Updated: 2019, Aug 2

Functional Foods: Demystifying Myths & Facts Of Trending Super-Foods

Functional Foods

Supermarkets, Smoothie Bars, Juicing, Health Food Stores, Commercials, Social Media, Recipe Books, Radio Shows…the list goes on. The consumer market is inundated with claims on “miracle health foods” and alternative ways to promote nutrition, health, and overall well-being. But how do you know what claims are true? Today’s most common “Super Food” myths and facts will be de-bunked to give you a clearer picture of what to expect, and potential health implications for you.


A powerful adaptogenic (stress-reducing) herb used commonly in Ayurveda and Indian medicine; this root often comes in powdered form for consumers. Touted benefits of this herb include improving reaction to stressful situations, enhancing brain function and improving memory[1].


“I’ve heard this herb can increase my muscle mass, is that true?”


In a study performed on healthy, active men ashwagandha taken twice daily along with resistance training was shown to produce increases in strength compared to the control group that was not receiving the supplement [1]. It is important to note that this study was completed in already active individuals.

Therefore, it is difficult to determine causality from the herb or from the exercise alone in addition to other physical factors on an individual basis.
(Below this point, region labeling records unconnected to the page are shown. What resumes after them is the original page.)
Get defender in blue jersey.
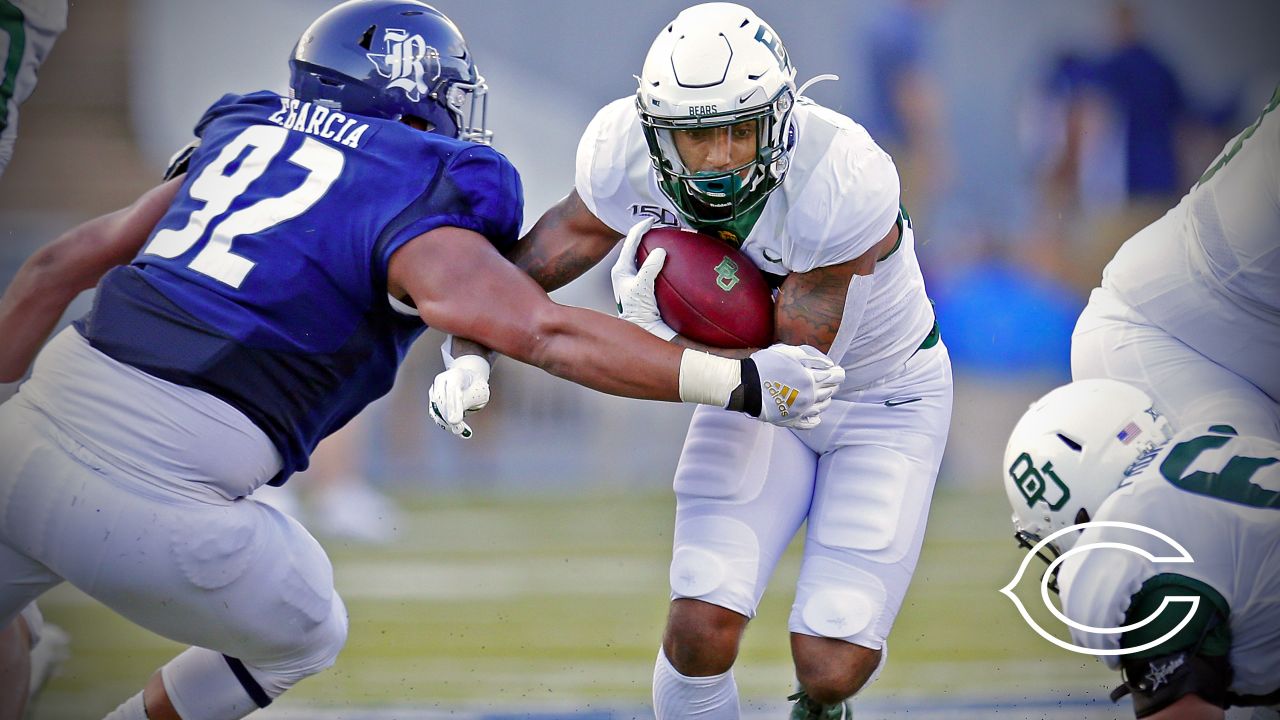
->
[0,0,842,720]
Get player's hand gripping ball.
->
[636,228,773,347]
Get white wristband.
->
[680,348,742,407]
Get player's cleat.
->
[787,691,854,720]
[26,623,70,717]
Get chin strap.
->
[796,73,840,97]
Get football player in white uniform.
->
[433,3,951,719]
[1071,87,1280,439]
[1004,379,1280,719]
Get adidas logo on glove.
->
[764,382,800,418]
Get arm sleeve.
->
[783,137,899,273]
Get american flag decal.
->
[1116,420,1142,445]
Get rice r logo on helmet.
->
[367,28,440,102]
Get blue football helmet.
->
[289,0,493,143]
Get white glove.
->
[428,345,489,439]
[609,215,676,340]
[742,345,845,430]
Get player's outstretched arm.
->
[0,178,182,382]
[388,227,842,424]
[773,219,900,357]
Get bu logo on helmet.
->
[367,28,440,102]
[1009,452,1071,510]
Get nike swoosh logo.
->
[884,397,924,407]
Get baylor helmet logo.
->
[1009,452,1071,510]
[716,255,739,292]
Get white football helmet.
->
[1004,379,1174,560]
[636,3,797,224]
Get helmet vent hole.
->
[358,26,378,50]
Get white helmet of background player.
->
[636,3,797,223]
[1004,379,1172,559]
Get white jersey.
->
[576,97,933,397]
[1102,88,1280,401]
[1059,425,1280,694]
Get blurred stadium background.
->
[0,0,1280,720]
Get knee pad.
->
[671,516,760,609]
[160,593,347,720]
[790,557,888,638]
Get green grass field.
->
[27,479,1116,720]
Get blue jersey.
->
[76,92,524,484]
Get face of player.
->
[672,119,759,179]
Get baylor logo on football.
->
[366,28,440,102]
[1009,452,1071,510]
[716,255,739,292]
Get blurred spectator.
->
[852,0,951,242]
[0,0,67,174]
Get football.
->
[636,228,773,347]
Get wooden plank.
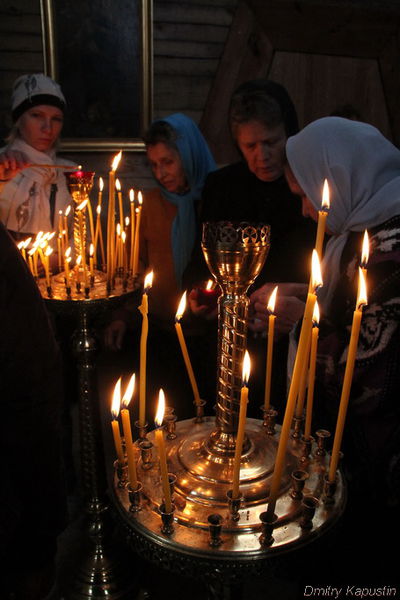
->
[200,2,272,164]
[154,2,232,27]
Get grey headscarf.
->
[286,117,400,311]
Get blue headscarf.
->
[152,113,216,285]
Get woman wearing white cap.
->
[0,73,73,239]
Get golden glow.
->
[312,302,320,325]
[111,150,122,172]
[361,230,369,268]
[111,377,121,419]
[122,373,135,408]
[357,268,368,310]
[267,286,278,314]
[144,271,153,291]
[242,350,250,386]
[321,179,331,212]
[175,292,186,321]
[154,388,165,427]
[311,248,322,293]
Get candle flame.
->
[312,302,320,325]
[357,267,368,310]
[76,199,89,210]
[242,350,250,387]
[361,230,369,268]
[111,377,121,419]
[111,150,122,172]
[175,292,186,321]
[144,271,153,291]
[311,248,323,293]
[154,388,165,427]
[321,179,330,212]
[122,373,135,408]
[267,286,278,314]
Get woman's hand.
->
[0,150,28,181]
[104,319,127,352]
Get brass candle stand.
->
[113,222,346,600]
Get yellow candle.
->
[139,271,153,427]
[232,350,250,500]
[267,249,322,520]
[264,286,278,410]
[111,377,125,465]
[132,192,143,275]
[304,302,319,440]
[175,292,201,405]
[329,268,367,482]
[155,390,172,513]
[315,179,330,259]
[121,373,138,489]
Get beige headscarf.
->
[286,117,400,312]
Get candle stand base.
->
[112,417,346,599]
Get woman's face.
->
[18,104,64,152]
[147,142,188,194]
[236,121,287,181]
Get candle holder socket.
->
[114,460,128,488]
[323,473,337,505]
[290,469,309,500]
[139,439,153,471]
[126,481,143,512]
[300,435,314,462]
[258,511,278,546]
[135,421,147,443]
[194,400,206,423]
[291,417,304,440]
[300,496,319,529]
[164,414,178,440]
[261,406,278,435]
[226,490,243,523]
[207,513,222,548]
[159,503,175,535]
[315,429,331,456]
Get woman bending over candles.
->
[105,113,216,418]
[0,73,73,241]
[268,117,400,580]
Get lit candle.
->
[232,350,250,500]
[132,192,143,275]
[329,268,368,482]
[267,249,322,520]
[315,179,330,259]
[155,389,172,513]
[175,292,201,405]
[111,377,125,465]
[139,271,153,427]
[121,373,138,489]
[304,302,319,440]
[115,179,124,227]
[264,286,278,410]
[129,189,135,271]
[107,151,122,285]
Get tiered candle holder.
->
[113,223,345,599]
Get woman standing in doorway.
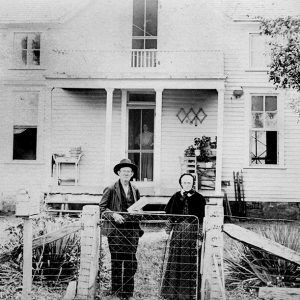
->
[135,124,154,180]
[161,173,205,300]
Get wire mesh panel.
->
[99,213,200,300]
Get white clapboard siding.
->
[161,90,217,188]
[222,24,300,201]
[52,89,106,185]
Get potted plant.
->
[194,135,211,166]
[184,145,195,157]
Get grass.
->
[225,223,300,290]
[0,215,80,300]
[0,217,300,300]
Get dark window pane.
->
[132,39,144,49]
[32,50,40,65]
[145,40,157,49]
[129,94,155,103]
[265,96,277,111]
[128,109,141,150]
[31,34,40,49]
[132,0,145,36]
[146,0,157,36]
[13,126,37,160]
[250,131,278,165]
[141,153,153,181]
[266,131,277,165]
[128,153,141,181]
[251,96,264,111]
[21,37,28,49]
[22,50,27,65]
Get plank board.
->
[258,287,300,300]
[32,221,82,248]
[223,224,300,266]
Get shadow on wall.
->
[0,193,17,215]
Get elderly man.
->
[100,159,143,300]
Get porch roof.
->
[46,76,225,90]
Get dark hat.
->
[114,158,137,175]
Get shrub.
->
[0,214,80,284]
[225,224,300,289]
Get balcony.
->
[47,50,224,78]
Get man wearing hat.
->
[100,158,143,300]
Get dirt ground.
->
[0,216,258,300]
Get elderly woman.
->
[161,173,205,300]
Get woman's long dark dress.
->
[161,192,205,300]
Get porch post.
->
[153,89,163,195]
[104,88,114,186]
[43,87,55,191]
[215,89,225,194]
[120,89,127,157]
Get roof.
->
[0,0,91,23]
[222,0,300,19]
[0,0,300,23]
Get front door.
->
[128,105,154,181]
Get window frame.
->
[248,32,268,72]
[12,124,38,162]
[244,87,285,169]
[7,88,45,165]
[131,0,158,51]
[12,30,44,70]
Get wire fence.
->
[0,215,81,300]
[99,213,201,300]
[224,216,300,289]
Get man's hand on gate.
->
[112,213,125,224]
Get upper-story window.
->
[14,32,41,68]
[250,94,279,166]
[131,0,158,67]
[249,33,270,70]
[13,92,39,160]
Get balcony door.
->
[128,99,154,182]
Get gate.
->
[99,213,202,300]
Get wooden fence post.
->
[201,198,225,300]
[22,217,32,300]
[75,205,100,300]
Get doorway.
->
[128,94,155,182]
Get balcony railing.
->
[131,50,157,68]
[45,49,224,78]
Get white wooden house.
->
[0,0,300,212]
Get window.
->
[131,0,158,67]
[13,126,37,160]
[132,0,157,49]
[14,33,41,67]
[250,95,279,166]
[128,94,155,181]
[13,92,38,160]
[250,33,270,70]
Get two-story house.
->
[0,0,300,216]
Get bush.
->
[0,214,80,292]
[225,224,300,289]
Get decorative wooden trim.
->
[258,287,300,300]
[223,224,300,265]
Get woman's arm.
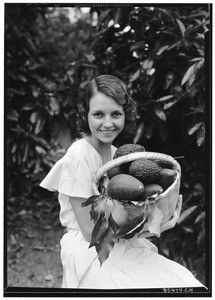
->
[69,197,94,242]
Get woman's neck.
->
[84,135,112,164]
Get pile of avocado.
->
[107,144,176,201]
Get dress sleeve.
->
[40,147,97,198]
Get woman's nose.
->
[103,117,113,128]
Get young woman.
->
[41,75,202,289]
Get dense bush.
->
[5,4,210,281]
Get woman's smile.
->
[88,92,125,144]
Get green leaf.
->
[90,195,107,222]
[7,109,19,121]
[108,214,119,233]
[89,212,108,248]
[111,200,128,225]
[81,195,101,207]
[181,63,199,85]
[176,19,186,37]
[156,95,175,102]
[34,116,45,134]
[148,207,163,237]
[163,100,178,110]
[115,214,146,238]
[156,45,169,56]
[22,103,35,110]
[134,122,145,144]
[130,69,140,82]
[154,106,167,121]
[188,122,202,135]
[178,205,198,224]
[197,123,205,147]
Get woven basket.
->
[96,152,181,231]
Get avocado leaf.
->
[115,214,146,238]
[148,207,163,237]
[95,225,115,266]
[89,212,108,248]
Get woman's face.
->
[88,92,125,144]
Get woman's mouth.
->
[100,129,115,134]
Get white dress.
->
[40,139,203,289]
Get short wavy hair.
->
[78,75,137,134]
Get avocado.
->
[141,183,163,200]
[152,159,173,169]
[113,144,145,159]
[156,168,176,190]
[107,165,126,179]
[129,158,161,184]
[107,174,144,201]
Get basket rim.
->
[95,151,181,183]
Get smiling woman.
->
[88,92,125,149]
[41,75,202,289]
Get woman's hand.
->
[161,195,183,232]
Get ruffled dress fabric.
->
[40,139,203,289]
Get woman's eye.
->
[113,112,122,118]
[94,112,102,118]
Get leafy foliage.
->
[5,4,210,281]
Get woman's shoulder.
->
[66,138,100,161]
[66,139,86,155]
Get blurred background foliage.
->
[5,4,210,283]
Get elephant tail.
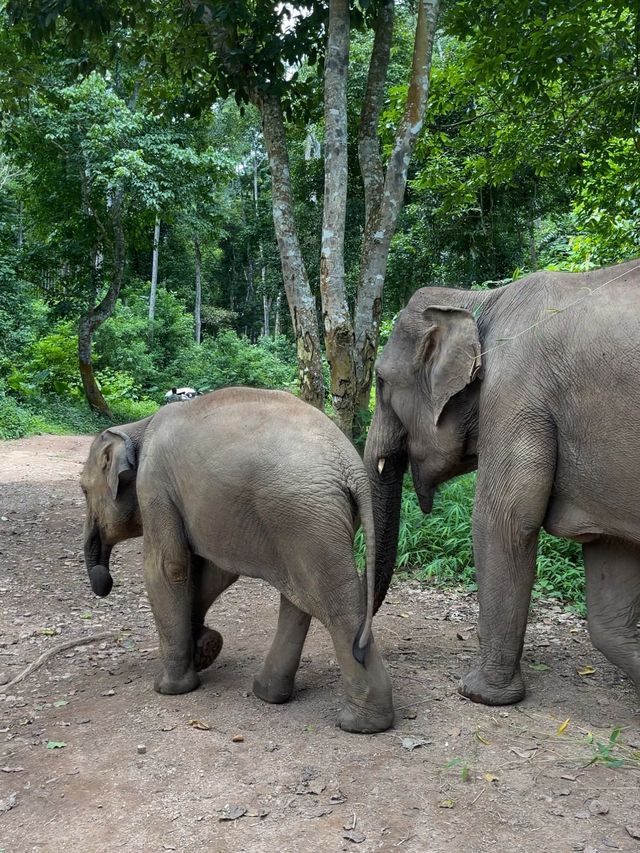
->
[350,476,376,664]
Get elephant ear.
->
[102,429,136,501]
[417,305,482,426]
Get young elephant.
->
[82,388,393,732]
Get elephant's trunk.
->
[365,441,407,613]
[84,525,113,598]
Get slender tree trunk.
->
[17,201,24,252]
[78,191,125,418]
[273,293,282,338]
[527,181,538,272]
[149,216,160,323]
[320,0,355,436]
[354,0,439,409]
[262,293,273,338]
[193,236,202,344]
[258,95,324,409]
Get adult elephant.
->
[365,261,640,705]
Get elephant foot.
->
[153,670,200,696]
[253,672,293,705]
[458,667,525,705]
[337,705,394,734]
[193,626,222,672]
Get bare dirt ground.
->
[0,436,640,853]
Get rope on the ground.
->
[0,631,122,693]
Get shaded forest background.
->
[0,0,640,601]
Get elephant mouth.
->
[84,526,113,598]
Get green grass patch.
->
[356,474,586,615]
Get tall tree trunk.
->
[193,236,202,344]
[149,216,160,323]
[78,190,125,418]
[258,95,324,409]
[273,293,282,338]
[527,180,538,272]
[17,201,24,252]
[354,0,439,409]
[262,292,273,338]
[320,0,355,436]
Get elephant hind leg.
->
[253,595,311,704]
[582,538,640,693]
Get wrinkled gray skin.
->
[365,261,640,705]
[82,388,393,732]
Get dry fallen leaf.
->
[218,805,247,820]
[342,829,367,844]
[510,746,537,758]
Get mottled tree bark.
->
[258,95,324,409]
[78,191,125,418]
[149,216,160,323]
[320,0,355,436]
[354,0,439,409]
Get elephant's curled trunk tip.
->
[89,563,113,598]
[353,620,371,666]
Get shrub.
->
[0,391,31,440]
[356,474,585,615]
[7,320,82,398]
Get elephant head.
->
[80,419,149,597]
[365,300,481,607]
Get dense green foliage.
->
[0,0,640,604]
[356,474,586,615]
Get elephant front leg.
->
[253,595,311,704]
[192,555,238,672]
[144,512,200,694]
[582,539,640,695]
[458,419,555,705]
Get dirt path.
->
[0,437,640,853]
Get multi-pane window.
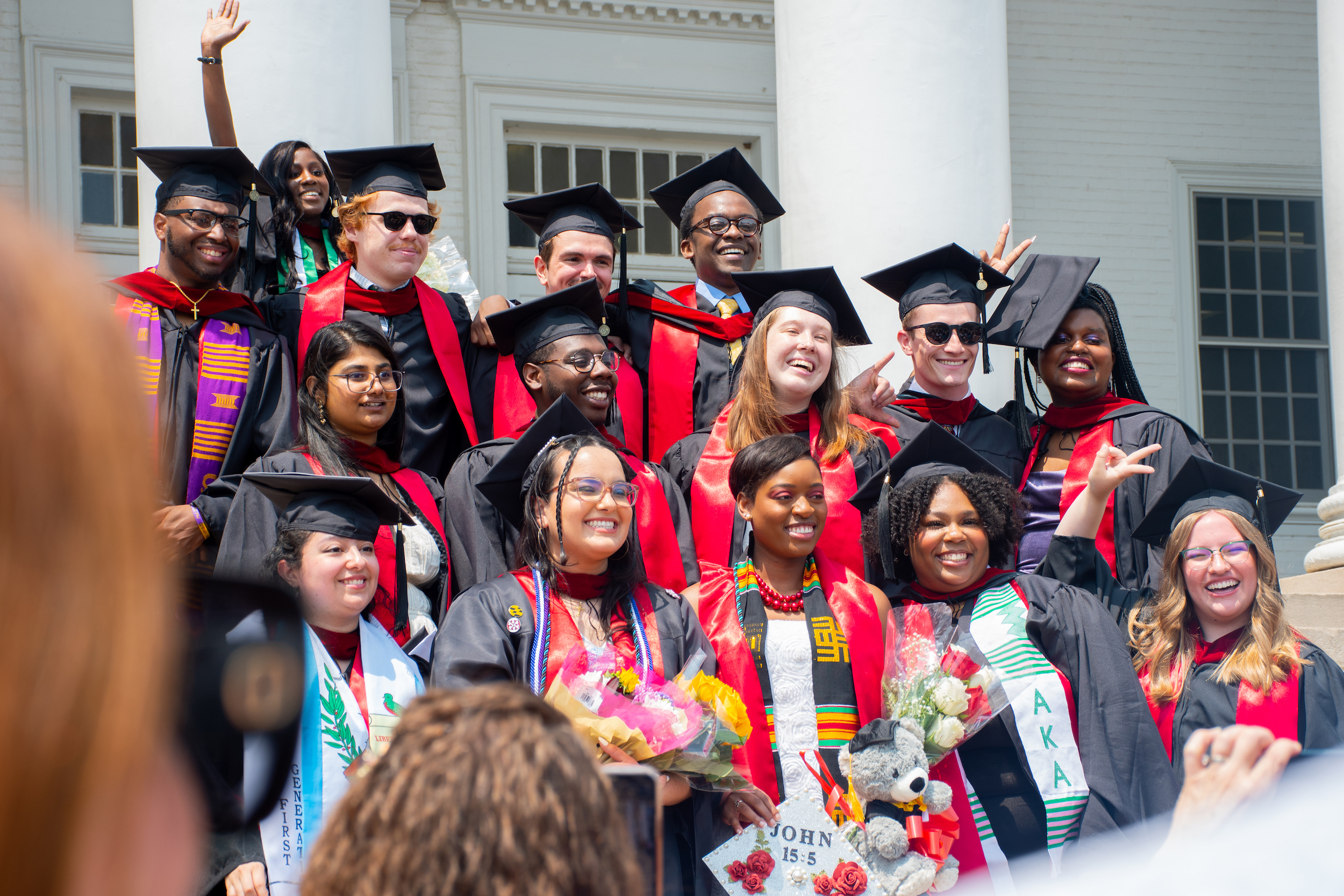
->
[507,140,714,255]
[80,110,140,227]
[1195,195,1335,490]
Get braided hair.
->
[513,433,649,637]
[1023,283,1148,411]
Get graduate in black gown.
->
[988,255,1209,589]
[854,426,1177,890]
[108,146,296,567]
[430,408,720,893]
[258,144,496,481]
[444,279,700,592]
[1039,449,1344,775]
[863,240,1027,482]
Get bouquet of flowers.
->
[882,603,1008,769]
[546,643,752,790]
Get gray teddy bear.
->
[840,719,957,896]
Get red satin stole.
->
[1018,392,1142,575]
[297,261,480,445]
[1139,623,1301,759]
[691,402,899,578]
[304,449,453,645]
[513,567,667,694]
[699,548,887,800]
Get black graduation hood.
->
[485,279,606,371]
[134,146,276,211]
[985,255,1101,349]
[649,146,784,227]
[244,473,413,541]
[1134,457,1303,547]
[327,144,448,199]
[504,184,644,243]
[733,267,873,345]
[476,395,602,529]
[863,243,1012,320]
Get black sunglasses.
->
[906,321,985,345]
[364,211,438,236]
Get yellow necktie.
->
[715,296,742,364]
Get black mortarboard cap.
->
[1134,457,1303,547]
[134,146,276,211]
[733,267,873,345]
[649,146,784,227]
[849,423,1008,582]
[244,473,411,541]
[504,184,644,243]
[327,144,448,199]
[985,255,1101,349]
[476,395,598,529]
[485,279,606,372]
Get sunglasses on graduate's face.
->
[906,321,985,345]
[364,211,438,236]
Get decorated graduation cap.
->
[985,255,1101,447]
[1134,457,1303,549]
[863,243,1012,374]
[327,144,448,199]
[485,279,609,375]
[649,146,784,227]
[476,395,602,529]
[849,423,1008,582]
[733,267,873,345]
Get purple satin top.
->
[1018,470,1064,572]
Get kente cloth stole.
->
[253,617,425,896]
[733,557,860,822]
[933,580,1091,893]
[185,317,252,504]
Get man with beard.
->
[444,278,700,594]
[108,146,295,567]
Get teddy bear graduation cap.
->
[849,423,1008,582]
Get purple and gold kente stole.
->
[185,317,252,504]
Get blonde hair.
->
[725,307,873,463]
[0,207,179,896]
[336,191,438,264]
[1129,509,1309,704]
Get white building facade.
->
[0,0,1344,575]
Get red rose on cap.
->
[831,863,868,896]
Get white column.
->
[774,0,1011,407]
[133,0,392,266]
[1305,3,1344,572]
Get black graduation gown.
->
[429,575,720,896]
[999,403,1212,590]
[1039,536,1344,779]
[257,286,499,482]
[215,451,449,621]
[444,438,700,594]
[889,572,1179,868]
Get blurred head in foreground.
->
[303,684,644,896]
[0,208,202,896]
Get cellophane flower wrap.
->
[546,645,752,790]
[882,603,1008,769]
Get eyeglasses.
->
[161,208,247,236]
[332,371,406,395]
[1180,541,1254,570]
[542,348,621,374]
[551,478,640,506]
[364,211,438,236]
[906,321,985,345]
[696,215,761,236]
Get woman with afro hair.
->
[852,426,1177,891]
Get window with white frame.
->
[1195,193,1335,496]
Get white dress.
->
[765,619,821,799]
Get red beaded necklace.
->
[757,575,806,613]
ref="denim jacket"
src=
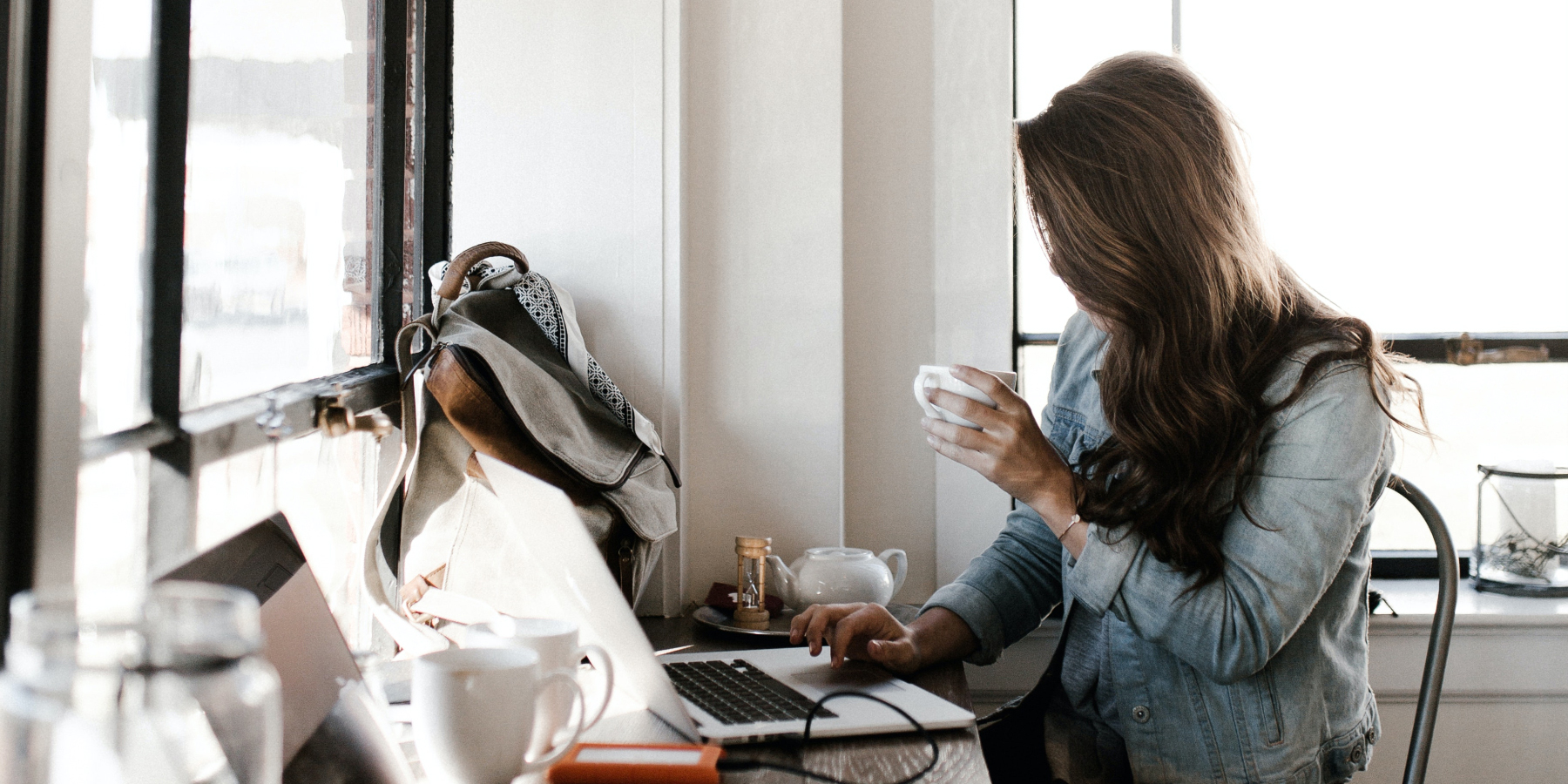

Recent animal trials, ashwagandha proved effective in improving the overall stamina and endurance of rats in a swimming test and well as reducing levels of cortisol (stress hormone) in the rats during the swimming task[2].

Many people use ashwagandha in conjunction with other ayurvedic foods such as collagen, including in a warm tea-like beverage. Although it may have stress-relieving benefits, it is important to check with your primary care doctor to ensure that the herb will not interact with any medications that you may be taking or if you are breastfeeding.



Antioxidant packed berries, known to be one of the richest sources of antioxidants, and it is also a viable source of fiber. Many people in the United States look to this berry for it’s supposed weight-loss benefits as well as free-radical grabbing powers, said to reduce the implications of aging[3].


“All acai is the same, if I add it to something, I am bound to see results”


False. Not all Acai is created equal. Many products have added sugars that you would never be able to discern unless you read the label, or asked. Recent news headlines have been discussing this phenomenon at length, stating that the restaurants you are ordering acai bowls from may, in fact, be misleading you to order a very sugary, chemically altered product.

All-natural acai in berry form can be found either in dry-powered form or frozen and packed, but either way, it is important to read ingredients. In 100% acai, you will notice there should be 0g added sugars. This is where consumers become tricked; the less expensive versions will have added sugars, defeating the purpose to the “super-food” adding calories and sugar to diets of people who may be monitoring it.

When ordering acai at a juice or smoothie bar, those restaurants using the less expensive option may, in fact, be providing you with a “healthy” bowl full of sugar. Very deceiving, especially to those with diabetes or pre-diabetes who may think they are consuming a balanced amount of fiber, and protein along with their natural fruit carbohydrates. It doesn’t hurt to ask what products they use; this will provide you with clarity.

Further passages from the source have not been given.